SQL Formatting Tips for Documentum
http://www.revasolutions.com/ecm-blog/?p=167
SQL Formatting Tips for Documentum
April 6th, 2010 by Zainab Mantri
Sometimes we want to play directly with the underlying database or generate outputs in tabular format. It can easily be done in dql (Documentum Query Language) and then imported into Microsoft Excel. SQL does not generate tabular output and needs to be tweaked a little to get the desired results.
Here are some tips:
- Set autocommit off. This will enable you to verify the changes and doing a rollback if you feel that the changes are not good enough.

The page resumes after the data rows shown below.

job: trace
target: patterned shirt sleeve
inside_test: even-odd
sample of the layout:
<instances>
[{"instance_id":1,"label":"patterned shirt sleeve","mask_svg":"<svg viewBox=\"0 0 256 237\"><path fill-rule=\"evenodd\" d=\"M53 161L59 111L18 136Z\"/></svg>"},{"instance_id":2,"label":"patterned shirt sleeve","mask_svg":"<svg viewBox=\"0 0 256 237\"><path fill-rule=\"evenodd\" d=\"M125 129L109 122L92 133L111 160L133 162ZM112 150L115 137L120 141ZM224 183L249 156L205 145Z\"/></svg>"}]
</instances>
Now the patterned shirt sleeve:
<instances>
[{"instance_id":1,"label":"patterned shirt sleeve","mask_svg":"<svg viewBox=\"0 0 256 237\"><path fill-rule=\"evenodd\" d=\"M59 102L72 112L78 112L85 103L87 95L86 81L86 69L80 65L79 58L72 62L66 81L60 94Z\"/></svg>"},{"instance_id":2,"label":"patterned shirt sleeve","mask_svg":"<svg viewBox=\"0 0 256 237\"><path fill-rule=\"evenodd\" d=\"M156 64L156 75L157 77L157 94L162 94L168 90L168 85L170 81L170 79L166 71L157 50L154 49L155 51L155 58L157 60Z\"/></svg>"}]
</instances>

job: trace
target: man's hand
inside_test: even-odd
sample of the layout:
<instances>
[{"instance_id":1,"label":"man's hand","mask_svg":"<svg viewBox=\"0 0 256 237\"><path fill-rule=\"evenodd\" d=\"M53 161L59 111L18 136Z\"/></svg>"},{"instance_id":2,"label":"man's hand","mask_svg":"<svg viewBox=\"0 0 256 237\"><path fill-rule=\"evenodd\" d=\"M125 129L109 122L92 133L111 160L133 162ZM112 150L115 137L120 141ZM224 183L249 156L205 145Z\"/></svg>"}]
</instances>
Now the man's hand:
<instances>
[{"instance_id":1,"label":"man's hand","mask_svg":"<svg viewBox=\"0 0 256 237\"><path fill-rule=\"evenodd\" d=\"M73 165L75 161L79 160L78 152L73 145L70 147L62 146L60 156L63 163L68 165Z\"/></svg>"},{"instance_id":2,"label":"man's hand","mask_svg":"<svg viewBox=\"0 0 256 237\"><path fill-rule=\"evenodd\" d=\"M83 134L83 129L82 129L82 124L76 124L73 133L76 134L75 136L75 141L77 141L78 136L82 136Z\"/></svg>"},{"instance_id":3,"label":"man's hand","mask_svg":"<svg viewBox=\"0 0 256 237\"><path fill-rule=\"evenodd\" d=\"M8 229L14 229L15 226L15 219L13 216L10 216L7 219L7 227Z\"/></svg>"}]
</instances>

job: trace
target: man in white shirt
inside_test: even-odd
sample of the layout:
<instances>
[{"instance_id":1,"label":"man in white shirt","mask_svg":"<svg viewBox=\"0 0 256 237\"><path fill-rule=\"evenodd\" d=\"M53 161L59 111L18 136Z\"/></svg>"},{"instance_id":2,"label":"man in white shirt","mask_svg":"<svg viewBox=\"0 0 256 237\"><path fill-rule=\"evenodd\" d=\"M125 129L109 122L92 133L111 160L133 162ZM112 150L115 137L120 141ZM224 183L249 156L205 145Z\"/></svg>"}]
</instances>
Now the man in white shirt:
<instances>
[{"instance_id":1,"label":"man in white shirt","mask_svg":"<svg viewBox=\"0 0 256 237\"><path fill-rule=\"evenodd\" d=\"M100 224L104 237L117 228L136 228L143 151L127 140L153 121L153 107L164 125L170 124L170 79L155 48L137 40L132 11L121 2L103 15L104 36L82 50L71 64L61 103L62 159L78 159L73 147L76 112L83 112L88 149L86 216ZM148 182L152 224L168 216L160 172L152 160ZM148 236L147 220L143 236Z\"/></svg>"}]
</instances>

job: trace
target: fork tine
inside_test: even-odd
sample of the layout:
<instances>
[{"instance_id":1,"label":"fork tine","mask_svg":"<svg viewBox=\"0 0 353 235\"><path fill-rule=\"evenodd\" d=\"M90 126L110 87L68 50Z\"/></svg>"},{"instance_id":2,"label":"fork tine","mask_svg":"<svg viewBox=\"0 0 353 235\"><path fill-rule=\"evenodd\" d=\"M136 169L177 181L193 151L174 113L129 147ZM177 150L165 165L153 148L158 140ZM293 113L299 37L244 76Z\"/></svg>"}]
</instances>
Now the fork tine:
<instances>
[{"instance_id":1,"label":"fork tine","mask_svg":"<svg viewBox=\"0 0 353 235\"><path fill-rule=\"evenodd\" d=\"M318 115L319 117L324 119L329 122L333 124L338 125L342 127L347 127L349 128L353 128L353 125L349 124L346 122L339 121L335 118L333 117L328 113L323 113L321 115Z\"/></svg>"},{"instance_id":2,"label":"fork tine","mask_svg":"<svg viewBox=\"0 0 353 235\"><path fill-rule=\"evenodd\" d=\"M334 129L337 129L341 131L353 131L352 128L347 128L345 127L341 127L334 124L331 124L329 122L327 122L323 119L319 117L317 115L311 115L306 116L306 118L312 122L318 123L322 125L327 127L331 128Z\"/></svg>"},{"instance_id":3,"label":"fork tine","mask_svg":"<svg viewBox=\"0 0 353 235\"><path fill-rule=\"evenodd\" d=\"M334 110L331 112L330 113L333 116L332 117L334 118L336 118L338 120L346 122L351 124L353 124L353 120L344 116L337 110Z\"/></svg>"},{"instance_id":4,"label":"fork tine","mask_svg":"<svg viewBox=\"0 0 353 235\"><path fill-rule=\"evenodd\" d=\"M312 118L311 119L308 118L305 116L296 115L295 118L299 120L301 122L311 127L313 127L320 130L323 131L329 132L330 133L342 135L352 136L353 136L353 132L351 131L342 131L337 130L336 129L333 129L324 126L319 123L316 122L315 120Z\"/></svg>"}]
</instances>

- SQL updates do not affect the modify date & modifier so if you are sure of the data that needs to be modified and wish to save the modify date etc use SQL. SQL updates can be done even when the documents are checked out.
- For every object type, there are 2 tables and 2 views that you’ll find useful. For dm_sysobject, the tables are: dm_sysobject_s and dm_sysobject_r, while the views are dm_sysobject_sv and dm_sysobject_rv. The naming conventions are easy enough to remember, appending _s for all the single-value attributes, _r for all the repeating attributes, and an extra v if it is a view. The regular tables only allow you to deal with attributes that weren’t inherited (i.e. r_object_type is not available for dm_document_s because it is inherited from dm_sysobject_s). However, the views will allow you to select all inherited attributes as columns. So if you were doing a select, it would be more convenient to use views, but if you are doing an update, then you are stuck with the regular table and would have to join the tables.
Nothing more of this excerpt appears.